Coraz więcej firm postrzeganych jako ikony biznesu w krótkim czasie znika z rynku. O tym, co prowadzi do nagłego upadku gigantów pisze Dziennik Gazeta Prawna.
Sztandarowe sukcesy Samsunga z ostatnich lat to zasługa produkcji urządzeń mobilnych. Okazuje się jednak, że firma odnotowała ostatnio spadek przychodów z tej części, podczas gdy zyski konkurencji wzrosły. Słabe wyniki finansowe zbiegły się z nieobecnością twórcy potęgi Samsunga – Lee Kun-hee od maja przebywa w szpitalu, a jego spadkobiercy nie udzielają prasie żadnych informacji. Jak czytamy, prawdopodobne jest, że Samsung będzie „dryfować”, dopóki senior nie wróci lub nie przekaże firmy następcy. Rozwiązaniem powinny być np. weryfikacja cen, zmiana priorytetów lub zmiany personalne, tymczasem marka poszukuje „innowacyjnego DNA” i dzieli akcje na tańsze odpowiedniki, by zachęcić mniejszych inwestorów. Czy dalej będzie jak z Nokią, która zniknęła z rynku w ciągu niespełna dwóch lat? – pyta Janik.
Jak zauważa, konsekwentny rynkowy spadek trudno powstrzymać działaniami pozorowanymi, czego przykładem jest marka Abercrombie&Fitch. Pomysł na markę oparty na coraz bardziej bezpośrednich, niewyrafinowanych aluzjach do seksu zniechęcił dotychczasowych klientów i nie przyciągnął nowych. Problemem okazało się też zbyt widoczne logo oraz coraz mocniejsze wkraczanie w sfery obyczajowego tabu – reklamowano stringi dla 10-latek i głoszono, że ubrania marki są przeznaczone dla ludzi szczupłych i atrakcyjnych. „Firmie nie chciało się zwrócić uwagi na to, że nadchodzi młodsze pokolenie, które ma zupełnie inne wartości” – twierdzi Robin Lewis, konsultant branży modowej.
Co zdecydowało o porażce tych marek? Przede wszystkim kierownictwo, realizujące model sprzedażowo-wizerunkowy, który przestał się sprawdzać oraz wartości młodego pokolenia.
Serwis 27/7 Wall St. publikuje zestawienie „10 amerykańskich marek, które znikną w przyszłym roku”, biorąc pod uwagę kluczowe czynniki: spadki sprzedaży i straty, możliwość skasowania marki przez właściciela, koszty, których nie pokrywa wzrost cen, przejęcia, bankructwa czy utratę większości klientów.
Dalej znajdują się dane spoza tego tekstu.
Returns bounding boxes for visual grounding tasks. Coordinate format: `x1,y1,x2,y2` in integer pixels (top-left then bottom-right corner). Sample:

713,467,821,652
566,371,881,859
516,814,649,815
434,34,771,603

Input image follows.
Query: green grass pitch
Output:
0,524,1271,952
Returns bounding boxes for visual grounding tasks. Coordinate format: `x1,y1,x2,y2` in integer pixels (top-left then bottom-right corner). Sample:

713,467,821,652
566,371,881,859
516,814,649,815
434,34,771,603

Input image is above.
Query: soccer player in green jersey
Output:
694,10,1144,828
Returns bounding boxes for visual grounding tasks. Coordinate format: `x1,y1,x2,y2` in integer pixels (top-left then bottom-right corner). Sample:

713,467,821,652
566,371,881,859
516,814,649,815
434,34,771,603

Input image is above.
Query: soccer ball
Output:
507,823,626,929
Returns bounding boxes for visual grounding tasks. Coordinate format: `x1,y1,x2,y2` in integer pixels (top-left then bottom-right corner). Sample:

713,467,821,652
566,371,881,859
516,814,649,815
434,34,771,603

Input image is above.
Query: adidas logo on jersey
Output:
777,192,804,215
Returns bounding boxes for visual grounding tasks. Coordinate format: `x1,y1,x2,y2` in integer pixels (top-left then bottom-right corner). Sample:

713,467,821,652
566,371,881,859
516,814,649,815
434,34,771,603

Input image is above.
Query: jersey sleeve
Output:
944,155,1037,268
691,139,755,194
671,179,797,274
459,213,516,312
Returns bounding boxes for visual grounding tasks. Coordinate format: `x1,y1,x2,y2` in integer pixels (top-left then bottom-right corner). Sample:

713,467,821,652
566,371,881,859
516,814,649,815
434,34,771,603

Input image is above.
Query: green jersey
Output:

Jedną z wymienionych firm jest Zynga, producent gry FarmVille, której sukcesu nie udało mu się powtórzyć.
Jak czytamy, Jim Collins twierdzi, że przyczyną upadku wielkich firm jest przejście od pokory do arogancji. Zauważa, że takie podejście prowadzi do „ pędu po więcej” i utraty wartości. „Zmieniła się cała struktura i obyczajowość biznesu, który ma globalne ambicje” – czytamy. (mb)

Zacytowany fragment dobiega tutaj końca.